Fellow Italian Danilo Di Luca of LPR retained the race leader’s pink jersey after a 248km ride in which a five-man breakaway provided much of the day’s drama on what was a transitional stage into nearby Austria.
Di Luca, the 2007 champion, retained his five-second lead over second-placed Swede Thomas Lovkvist, with his Columbian teammate Michael Rogers still in third, 36 seconds behind.
PHOTO: REUTERS
A quartet of arguably more probable Giro winners — Levi Leipheimer, Denis Menchov, Ivan Basso and Carlos Sastre — sit in fourth to seventh places.
Scarponi was part of a early five-man escape group that formed around 50km into the stage, but which was largely undone by the stage’s principle climb at Hochkrimml, 50km from the finish line.

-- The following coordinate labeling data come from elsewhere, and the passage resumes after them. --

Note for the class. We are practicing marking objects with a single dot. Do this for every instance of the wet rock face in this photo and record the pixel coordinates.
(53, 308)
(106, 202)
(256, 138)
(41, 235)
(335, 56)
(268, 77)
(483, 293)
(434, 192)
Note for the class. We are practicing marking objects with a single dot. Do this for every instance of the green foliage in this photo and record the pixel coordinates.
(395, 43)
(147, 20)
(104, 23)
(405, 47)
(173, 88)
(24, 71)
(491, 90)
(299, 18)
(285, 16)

Only Belarusian Vasik Kiryienka managed to stay with Scarponi on the ascent before dropping behind because of a puncture.
“In the group, I saw that Kiryienka was the most dangerous,” Scarponi said. “When he had his puncture in the last 25km, I first thought that he’d gone the wrong way. I slowed down a little bit in order not to be on my own at the end. Then he got held up.”
Scarponi dug deep, went off on his own and managed to hold off a rapidly closing but tired peloton.
“Have I got a message to give?” the Italian joked afterward. “Yes — not to start a breakaway with 200km to go. It’s a long way.”
Norway’s Edvald Boasson Hagen of Columbia attacked the pursuers in the final kilometer to finish second by around 30 seconds, picking up the bonus seconds that may otherwise have been snatched by rivals of his team.
It is Scarponi’s first Giro stage win and comes only months after he returned to the peloton following an 18-month ban for his implication in the Operation Puerto doping scandal.
Lance Armstrong finished 73rd after falling off the pace in the race’s closing stages and said he couldn’t believe how demanding the end of the race was.
“The last 30km were the craziest I’ve seen in my life,” the Texan said. “A long stretch, a quick descent — at 80kph — and then a tight circuit. Tomorrow, we have the same kind of finish. It’s a cycling course, not a Moto GP. At one stage we even reached 110kph. It’s crazy.”